人が「白隠が片手の声を聞くよりも、両手たたいて商いをせよ」とひやかしたら、
禅師は、「両手たたいて商いがなるならば、片手の声は聞くにおよばぬ」と答えたという。
禅師のいう片手の声とは、どういうつもりでやっておられるのか、それはわからない。
人によって「悟り」が違うものね。
悟りは自分の智恵で悟るものであって、子どもには子どもの悟りがあり、お婆さんにはお婆さんの悟りがある。
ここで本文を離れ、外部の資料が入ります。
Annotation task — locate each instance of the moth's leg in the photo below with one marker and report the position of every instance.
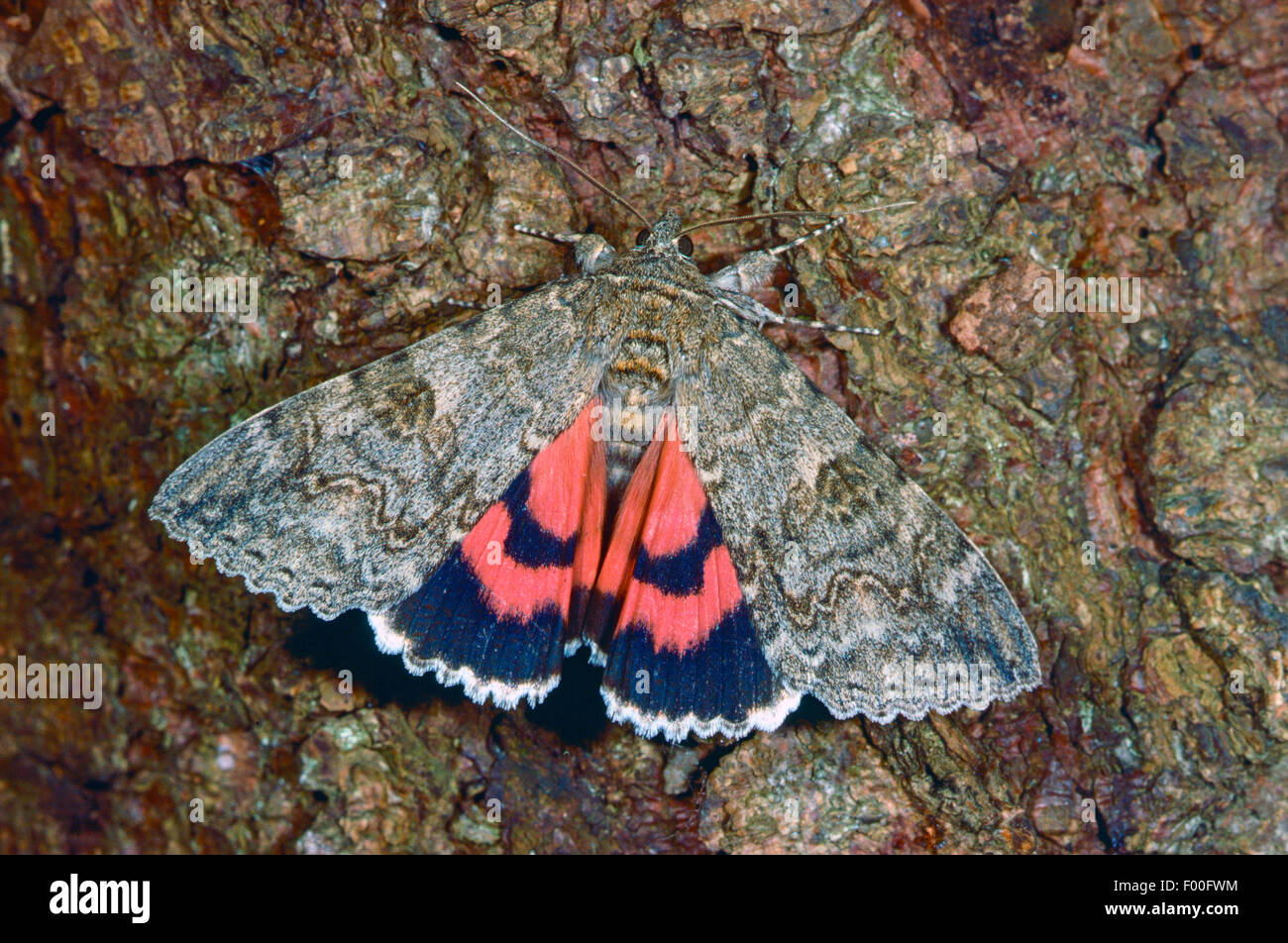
(756, 269)
(752, 311)
(590, 252)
そこで、白隠さんは、一人一人の「片手の声」を聞いておられたのやないか。
心が静まって、心が練れてくると、人の片手の声が聞こえてくる。
人間の世界、片手の声が聞こえてくると一人前やね。
本来、片手から声なんて出ない。
片手の声を聞こうと思ったら、もう一つの手をもっていったらいいの。
このように、片手と片手を合わせればいいの。
片手が指をそろえているのに、ゲンコツをもっていったり、バラバラの指をもっていってもあかんの。
ちゃんとこう、片手に相応した手をもっていくの。そ
れが合掌なの。
片手の声とは、相手の声。
相手の声を聞くのは、相手の心になること。
心の中で、自我ばっかり渦巻いていては、指をそろえた片手にゲンコツをもっていくようなもので、ちゃんと寸法に合うようにもっていかねばならない。
寸法に合うと、声が出るの。
相手に返事のできないような声をもっていっても、声は出ない。
親の心のとおりになったら、親の声が出る。
国際間でもそうなの。
向こうに片手の声がある。
友達同士でも、そうやの。
向こうの気持でいったら、ウンウンという返事がかえってくる。
気に入らなんだら、黙っている。合わんものをもっていっても、片手の声は聞けないの。
神様や仏様の心に、御利益があるかないかと問うのは、こっちから神様や仏様の心に合わないものをもっていくから、心が通らない。
むつかしい問題ではない。
ちょっと仏法の話を聞いたら、間違いはないの。